In her final chapters, Bachiochi articulates a positive vision for women and men today. Inspired by Wollstonecraft but in direct response to the failures of second-wave feminism, this vision combats “negative cultural messages about dependency and caregiving” that places “the self at the center of our moral universe.” Authentic feminism, she posits, seeks a freedom to pursue human excellence that “makes for a flourishing life.”

Bachiochi concludes with a riveting discussion of the connection between authentic freedom and reproductive justice. “An authentic reproductive justice … would not only ask expectant mothers, in ordinary circumstances, to offer their developing unborn children due care. For pregnant and childbearing mothers to receive in justice the abundant care and support they need, fathers must take up their shared duties of care toward both mother and child too.”

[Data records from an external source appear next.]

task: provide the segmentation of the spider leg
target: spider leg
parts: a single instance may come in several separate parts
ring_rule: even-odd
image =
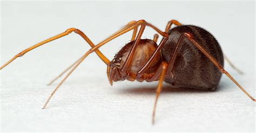
[[[172,25],[173,24],[174,24],[176,26],[180,26],[182,25],[182,24],[179,23],[178,21],[176,20],[171,20],[171,21],[169,21],[166,25],[166,27],[165,28],[165,32],[168,33],[170,29],[172,27]]]
[[[81,59],[79,60],[79,61],[76,64],[76,65],[75,65],[72,69],[70,71],[70,72],[66,75],[66,76],[62,80],[62,81],[59,83],[59,84],[57,86],[57,87],[55,88],[55,89],[53,90],[53,91],[52,92],[51,95],[49,96],[48,99],[47,99],[45,104],[44,104],[43,107],[42,109],[45,108],[46,106],[47,106],[48,104],[49,103],[50,100],[52,98],[52,97],[54,95],[54,94],[56,93],[57,90],[59,88],[59,86],[64,83],[64,82],[68,78],[68,77],[72,73],[72,72],[77,68],[77,66],[83,62],[83,61],[84,60],[84,59],[91,53],[92,52],[95,51],[96,50],[97,50],[99,48],[102,47],[102,46],[106,44],[107,42],[111,41],[112,40],[118,37],[119,36],[131,31],[132,30],[137,27],[138,27],[139,26],[142,25],[140,29],[140,32],[136,38],[136,42],[138,42],[140,39],[139,36],[141,36],[142,35],[143,31],[144,31],[144,28],[145,28],[145,26],[148,26],[152,28],[153,28],[154,30],[156,30],[158,33],[163,35],[164,37],[167,38],[169,36],[168,34],[166,34],[165,32],[163,32],[161,31],[160,29],[154,26],[147,23],[145,20],[140,20],[136,22],[135,24],[131,24],[130,25],[127,26],[126,28],[120,31],[119,32],[116,33],[116,34],[110,36],[108,38],[106,39],[99,44],[97,45],[91,49],[90,49],[88,51],[85,53],[84,56],[82,57]],[[133,48],[134,47],[133,47]],[[131,50],[132,51],[132,50]]]
[[[159,69],[159,71],[158,71],[158,72],[160,72],[160,78],[159,78],[159,82],[158,82],[158,85],[157,86],[157,88],[156,90],[157,93],[156,94],[156,100],[154,101],[154,108],[153,110],[153,114],[152,114],[152,124],[154,124],[154,117],[155,117],[154,116],[156,115],[156,109],[157,107],[157,101],[160,96],[160,94],[161,93],[161,92],[163,90],[163,82],[164,80],[164,78],[166,74],[167,65],[168,65],[168,64],[166,62],[162,62],[162,64],[160,66]],[[157,72],[157,73],[158,73],[157,75],[159,75],[159,72]]]
[[[171,71],[172,69],[173,68],[173,65],[176,60],[176,57],[177,56],[178,53],[179,53],[181,48],[181,42],[183,41],[184,39],[185,38],[184,35],[181,35],[177,42],[177,45],[176,46],[176,49],[173,54],[171,56],[171,58],[169,62],[167,63],[166,62],[163,62],[161,65],[158,68],[156,72],[149,79],[147,79],[146,80],[147,82],[152,82],[154,80],[157,80],[159,79],[159,82],[158,83],[158,86],[157,88],[157,94],[156,95],[156,101],[154,102],[154,106],[153,111],[153,115],[152,115],[152,124],[154,123],[154,116],[156,114],[156,105],[158,99],[160,95],[160,93],[162,90],[162,84],[164,80],[164,78],[165,77],[165,75],[167,71]],[[154,58],[154,54],[157,52],[160,52],[160,49],[162,48],[161,46],[163,45],[165,43],[166,40],[167,39],[164,39],[162,40],[161,42],[157,47],[157,49],[156,50],[155,52],[151,56],[150,59],[149,60],[148,62],[143,67],[143,68],[139,71],[139,73],[137,74],[137,77],[139,78],[141,77],[143,75],[143,73],[147,70],[149,66],[150,66],[150,62],[153,60]]]
[[[256,101],[255,99],[253,98],[248,92],[247,92],[232,77],[231,75],[230,75],[230,73],[226,71],[223,67],[221,66],[221,65],[218,62],[218,61],[216,61],[216,60],[207,51],[206,51],[205,49],[200,45],[198,43],[197,43],[193,38],[193,36],[189,34],[188,33],[184,33],[184,35],[187,37],[188,40],[192,42],[192,43],[198,49],[199,49],[205,56],[206,56],[219,69],[219,71],[225,74],[228,78],[233,82],[234,83],[235,83],[241,90],[244,92],[252,100],[254,101]]]
[[[131,25],[132,25],[132,24],[134,24],[136,23],[136,21],[131,21],[130,22],[129,22],[126,25],[125,25],[125,26],[124,26],[124,27],[123,27],[121,29],[119,30],[118,31],[116,32],[115,33],[118,33],[119,32],[120,32],[120,31],[123,30],[123,29],[125,29],[126,28],[127,28],[129,26]],[[137,34],[137,32],[138,31],[138,28],[135,28],[134,29],[133,29],[133,32],[132,33],[132,41],[134,40],[135,39],[135,38],[136,37],[136,34]],[[80,34],[84,34],[82,31],[80,32]],[[95,46],[95,45],[93,44],[93,43],[91,43],[90,45],[90,46],[93,48],[94,46]],[[97,49],[96,50],[96,53],[97,53],[97,52],[99,52],[99,53],[101,53],[101,52],[99,51],[99,50]],[[105,57],[104,58],[107,58],[103,54],[100,54],[100,55],[102,55],[102,56],[100,56],[100,55],[99,55],[98,54],[98,55],[99,56],[99,57],[102,58],[102,57]],[[63,74],[64,74],[65,73],[66,73],[69,70],[70,70],[71,68],[72,68],[72,67],[73,67],[77,62],[78,62],[78,61],[82,58],[82,57],[80,57],[78,60],[77,60],[75,62],[73,63],[73,64],[72,64],[70,66],[69,66],[68,68],[66,68],[66,69],[65,69],[65,70],[64,70],[60,74],[59,74],[58,76],[57,76],[56,77],[55,77],[53,80],[52,80],[49,84],[47,84],[47,85],[51,85],[52,83],[53,83],[54,82],[55,82],[57,79],[58,79],[59,78],[60,78]],[[104,58],[104,57],[103,57]],[[102,59],[102,60],[103,60]],[[104,62],[105,63],[106,62]],[[107,63],[109,63],[109,61],[108,62],[106,62],[106,64],[107,64]]]
[[[0,70],[2,70],[3,68],[4,68],[5,66],[8,65],[10,63],[12,62],[14,60],[16,59],[17,57],[21,57],[23,56],[25,54],[26,54],[27,52],[29,52],[29,51],[36,48],[42,45],[43,45],[48,42],[52,41],[55,40],[56,40],[57,39],[62,38],[64,36],[66,36],[69,34],[70,34],[71,32],[74,32],[80,35],[91,47],[93,47],[95,45],[93,43],[91,42],[91,41],[87,37],[87,36],[84,34],[81,31],[80,31],[78,29],[75,28],[71,28],[68,29],[66,31],[64,32],[59,34],[57,35],[56,35],[53,37],[50,38],[49,39],[47,39],[46,40],[44,40],[43,41],[42,41],[29,48],[27,48],[22,52],[19,53],[19,54],[17,54],[15,55],[12,58],[11,58],[10,60],[9,60],[8,62],[7,62],[5,64],[4,64],[3,65],[2,65],[1,67],[0,67]],[[95,51],[96,54],[98,55],[98,56],[102,59],[102,61],[103,61],[105,63],[107,64],[110,61],[99,50],[97,50]]]
[[[153,39],[153,40],[154,42],[156,42],[156,43],[157,42],[157,40],[158,40],[158,37],[159,37],[159,36],[158,35],[158,34],[155,34],[154,35],[154,38]]]
[[[242,75],[243,72],[242,71],[241,71],[240,69],[239,69],[238,68],[237,68],[233,64],[233,63],[229,60],[227,57],[227,56],[226,56],[224,54],[224,59],[230,64],[230,66],[234,69],[235,71],[237,71],[239,74]]]

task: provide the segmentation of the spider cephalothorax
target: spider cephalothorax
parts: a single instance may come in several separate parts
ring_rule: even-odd
[[[136,73],[147,62],[157,47],[157,43],[153,40],[140,40],[133,57],[129,62],[128,68],[126,71],[124,71],[122,70],[123,67],[134,43],[134,41],[132,41],[125,45],[107,65],[107,76],[111,84],[113,81],[117,82],[125,79],[134,81],[137,79]],[[152,75],[161,62],[161,55],[158,53],[149,69],[144,73],[143,77],[147,76],[150,74]]]

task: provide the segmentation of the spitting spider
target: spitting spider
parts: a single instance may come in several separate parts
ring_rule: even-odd
[[[177,26],[171,28],[173,24]],[[157,34],[154,35],[153,40],[140,39],[146,26],[152,28],[163,36],[158,45],[156,43],[158,38]],[[137,34],[139,27],[139,30]],[[112,61],[98,49],[107,42],[131,30],[133,30],[131,41],[118,51]],[[144,20],[132,21],[97,45],[95,45],[79,29],[69,28],[60,34],[25,49],[2,66],[0,69],[27,52],[73,32],[80,35],[92,48],[49,84],[51,84],[72,68],[51,94],[43,109],[45,108],[50,99],[62,83],[81,62],[93,52],[96,52],[107,65],[107,77],[111,85],[113,82],[125,79],[132,82],[136,80],[143,82],[145,80],[148,82],[159,80],[153,112],[153,124],[154,122],[157,102],[162,90],[164,81],[170,83],[173,87],[212,91],[216,89],[222,73],[224,73],[251,99],[255,101],[223,68],[224,54],[214,37],[202,28],[193,25],[182,25],[175,20],[168,23],[165,32]],[[233,65],[232,66],[241,72]]]

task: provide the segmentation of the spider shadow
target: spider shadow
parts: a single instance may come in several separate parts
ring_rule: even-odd
[[[224,90],[224,88],[225,86],[228,86],[228,84],[225,84],[225,83],[220,83],[219,85],[217,86],[217,89],[214,91],[207,91],[207,90],[200,90],[194,88],[173,88],[172,87],[168,84],[164,84],[163,86],[163,90],[161,92],[161,93],[206,93],[209,92],[215,92],[218,91],[221,91]],[[131,93],[131,94],[156,94],[156,89],[157,86],[140,86],[140,87],[129,87],[122,90],[118,89],[117,90],[117,93],[121,94],[125,93]]]

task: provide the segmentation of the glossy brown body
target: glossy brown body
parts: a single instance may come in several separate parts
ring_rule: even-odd
[[[204,29],[192,25],[179,26],[169,31],[169,38],[161,49],[163,60],[170,61],[179,38],[184,33],[191,34],[198,43],[224,65],[221,48],[214,37]],[[181,43],[173,69],[172,72],[167,70],[165,81],[171,83],[173,87],[215,90],[221,72],[187,38],[185,38]]]
[[[150,67],[138,77],[138,72],[149,61],[157,48],[157,43],[150,39],[140,39],[132,60],[125,71],[120,70],[127,60],[129,53],[134,43],[132,41],[125,45],[115,55],[109,64],[111,69],[109,76],[113,82],[137,80],[143,82],[159,80],[160,75],[152,78],[161,63],[171,63],[178,42],[184,33],[187,33],[208,52],[222,65],[224,57],[221,49],[214,37],[207,31],[192,25],[183,25],[171,29],[168,40]],[[221,72],[218,68],[186,38],[180,42],[181,48],[174,60],[173,68],[168,68],[164,80],[174,87],[214,90],[216,88]]]

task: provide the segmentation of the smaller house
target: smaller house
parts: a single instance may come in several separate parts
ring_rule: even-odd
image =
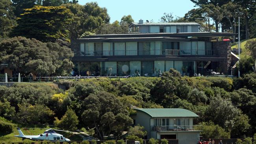
[[[178,139],[179,144],[195,144],[201,131],[193,125],[198,116],[183,109],[134,109],[134,124],[143,126],[147,132],[145,139]]]

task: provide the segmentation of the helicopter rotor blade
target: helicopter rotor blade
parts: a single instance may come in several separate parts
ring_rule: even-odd
[[[59,130],[59,129],[52,129],[55,131],[64,131],[64,132],[67,132],[69,133],[77,133],[76,132],[74,132],[72,131],[64,131],[63,130]]]

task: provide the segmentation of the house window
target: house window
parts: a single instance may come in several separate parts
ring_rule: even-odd
[[[163,32],[164,28],[164,27],[163,26],[161,26],[160,27],[160,33],[163,33]]]

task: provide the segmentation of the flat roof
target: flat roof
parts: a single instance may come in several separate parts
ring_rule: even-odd
[[[228,37],[236,35],[236,33],[230,33],[213,32],[197,32],[180,33],[127,33],[109,35],[92,35],[85,37],[84,38],[77,39],[83,39],[91,38],[134,38],[138,37]]]
[[[177,26],[177,25],[200,25],[194,22],[145,22],[143,24],[139,24],[138,22],[133,22],[130,26]]]
[[[198,116],[190,111],[184,109],[134,109],[151,117],[194,117]]]

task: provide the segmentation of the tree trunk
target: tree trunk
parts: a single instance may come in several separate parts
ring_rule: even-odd
[[[217,32],[219,32],[219,22],[215,22],[215,28],[216,28],[215,31]]]
[[[96,128],[97,133],[99,134],[99,137],[100,137],[100,138],[101,140],[103,140],[103,137],[102,137],[102,135],[101,135],[101,133],[100,133],[100,132],[98,129],[98,127],[96,126],[96,124],[95,123],[95,122],[94,122],[94,126],[95,126],[95,127]]]
[[[247,16],[245,17],[245,39],[249,39],[249,18]]]

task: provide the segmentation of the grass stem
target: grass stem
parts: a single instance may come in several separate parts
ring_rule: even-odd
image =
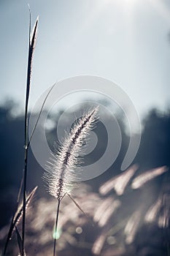
[[[55,230],[54,230],[54,247],[53,247],[53,256],[55,256],[55,250],[56,250],[56,234],[57,234],[57,226],[58,226],[58,215],[59,215],[59,208],[60,208],[60,203],[61,200],[58,200],[58,206],[57,206],[57,214],[56,214],[56,220],[55,220]]]

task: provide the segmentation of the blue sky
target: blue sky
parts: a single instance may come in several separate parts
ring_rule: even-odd
[[[30,108],[57,80],[92,75],[125,90],[140,114],[169,107],[170,1],[32,0],[39,15]],[[24,108],[29,13],[26,1],[0,0],[0,101]]]

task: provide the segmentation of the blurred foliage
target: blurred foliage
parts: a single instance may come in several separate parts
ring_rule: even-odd
[[[55,117],[50,117],[55,124],[61,113],[58,113]],[[95,225],[92,227],[73,203],[70,202],[69,198],[65,198],[63,205],[61,204],[60,214],[59,223],[62,233],[58,240],[58,256],[94,255],[94,245],[98,238],[101,239],[101,242],[100,242],[101,245],[103,241],[101,252],[99,252],[100,255],[169,255],[168,254],[169,227],[161,228],[158,226],[157,222],[147,225],[143,221],[147,211],[160,195],[166,193],[166,196],[169,196],[169,172],[146,184],[144,189],[133,190],[128,186],[124,194],[120,196],[115,193],[114,189],[112,189],[105,196],[102,196],[98,192],[99,187],[104,182],[120,174],[122,160],[128,145],[129,138],[125,133],[123,120],[117,116],[117,121],[122,129],[123,142],[120,152],[116,161],[104,174],[95,179],[86,181],[84,184],[80,184],[77,191],[74,192],[74,197],[78,200],[84,211],[93,219]],[[109,118],[108,121],[109,121]],[[1,211],[0,227],[2,227],[8,223],[12,214],[23,173],[23,116],[14,115],[12,104],[5,105],[0,108],[0,203],[1,209],[2,209]],[[102,124],[98,123],[98,127],[96,131],[98,137],[104,138],[104,131]],[[56,126],[55,125],[53,129],[47,132],[49,144],[51,147],[53,141],[56,141],[55,129]],[[140,147],[133,162],[139,166],[134,176],[137,176],[149,169],[163,165],[169,167],[169,131],[170,111],[162,113],[154,109],[148,112],[143,120]],[[98,157],[101,150],[104,151],[106,140],[101,140],[98,146],[100,148],[100,151],[96,150],[93,154],[94,160]],[[87,159],[88,162],[92,160],[91,159]],[[26,247],[30,255],[50,255],[53,246],[52,230],[56,206],[55,200],[50,197],[45,192],[41,178],[43,170],[36,162],[31,151],[29,152],[28,170],[28,190],[36,185],[39,186],[39,189],[36,200],[33,202],[34,207],[28,213]],[[113,211],[108,219],[106,219],[106,223],[102,226],[100,225],[100,221],[96,221],[97,217],[96,217],[95,219],[94,216],[101,203],[106,204],[107,200],[109,200],[112,202],[111,205],[113,205],[113,202],[115,200],[120,202],[120,205],[115,212]],[[167,208],[169,209],[169,203],[165,208]],[[133,243],[126,244],[124,233],[125,226],[129,218],[134,214],[135,214],[136,211],[140,212],[137,231],[136,230]],[[169,210],[168,212],[169,212]],[[101,214],[101,217],[104,212]],[[136,217],[138,215],[134,216]],[[82,230],[77,230],[77,227],[80,227]],[[3,244],[2,241],[7,232],[7,227],[4,227],[0,235],[1,245]],[[15,243],[14,238],[11,242],[11,248],[12,249],[11,249],[12,251],[9,251],[9,255],[15,255],[18,252],[18,248]]]

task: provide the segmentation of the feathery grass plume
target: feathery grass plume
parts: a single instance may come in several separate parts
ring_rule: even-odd
[[[134,240],[134,237],[139,226],[141,215],[140,210],[134,211],[125,225],[124,233],[126,236],[125,242],[127,244],[131,244]]]
[[[28,195],[27,198],[26,198],[26,210],[28,209],[30,202],[31,201],[36,189],[37,189],[38,187],[36,187],[31,192],[30,194]],[[12,223],[10,225],[10,227],[7,234],[7,241],[5,243],[5,246],[4,246],[4,252],[3,252],[3,255],[5,255],[6,254],[6,251],[7,251],[7,245],[9,243],[9,241],[11,239],[12,233],[15,230],[15,228],[19,225],[22,217],[23,217],[23,204],[21,203],[18,207],[18,209],[16,211],[15,214],[14,215],[12,220]]]
[[[98,108],[85,114],[74,125],[69,134],[64,138],[56,154],[53,154],[43,178],[47,184],[47,192],[58,200],[61,200],[70,192],[70,186],[77,181],[74,170],[80,162],[79,153],[83,140],[92,129],[96,120]]]
[[[93,127],[96,120],[98,107],[85,114],[73,126],[69,133],[64,138],[61,146],[55,154],[53,154],[50,162],[43,178],[47,184],[47,192],[58,200],[55,234],[59,215],[60,203],[66,194],[69,195],[71,186],[77,181],[75,167],[80,162],[78,157],[84,139]],[[76,206],[83,212],[77,203],[69,195]],[[54,239],[53,256],[55,255],[56,238]]]
[[[151,179],[157,177],[168,170],[166,166],[162,166],[158,168],[155,168],[150,170],[147,170],[144,173],[142,173],[135,178],[131,184],[131,188],[133,189],[136,189],[143,186],[146,182],[150,181]]]
[[[159,197],[155,203],[154,203],[147,211],[144,221],[146,222],[152,222],[155,220],[155,218],[161,210],[162,205],[162,198]]]
[[[101,186],[99,188],[99,192],[101,195],[105,195],[112,189],[115,189],[117,195],[122,195],[124,193],[125,189],[129,181],[134,175],[138,167],[137,165],[134,165],[123,173],[109,179]]]
[[[28,7],[29,8],[29,7]],[[25,243],[25,223],[26,223],[26,187],[27,187],[27,165],[28,165],[28,99],[30,94],[30,85],[31,85],[31,67],[33,60],[33,53],[35,48],[36,37],[37,34],[39,17],[37,17],[35,22],[35,25],[33,28],[32,33],[31,34],[31,11],[30,12],[30,22],[29,22],[29,47],[28,47],[28,57],[27,64],[27,79],[26,79],[26,107],[25,107],[25,121],[24,121],[24,147],[25,147],[25,157],[24,157],[24,170],[23,170],[23,230],[22,230],[22,243],[23,243],[23,252],[21,256],[24,256],[24,243]]]

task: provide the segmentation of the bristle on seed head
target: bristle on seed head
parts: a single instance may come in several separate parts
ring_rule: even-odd
[[[47,192],[58,200],[77,180],[74,170],[79,163],[78,157],[84,139],[93,129],[97,119],[98,107],[83,115],[63,138],[56,154],[48,162],[43,178],[47,184]]]

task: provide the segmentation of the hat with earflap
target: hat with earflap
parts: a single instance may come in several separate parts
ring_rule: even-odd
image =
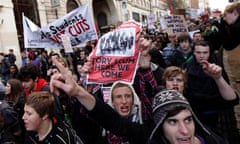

Bachiochi’s work is a call to reimagine feminism. What if men and women pursued equality, not as self-destructive license, but as freedom for the sake of human excellence? How would such a philosophical shift alter societal support for “the duties of care of mothers and fathers in the family, upon which every other public good rests”? 

The Rights of Women is an essential addition to the libraries of serious scholars of political science, women’s rights and duties, and the history of philosophy. It is also a challenging and important read for Catholic families, parents and college students seeking a way to promote the equal dignity and complementarity of men and women.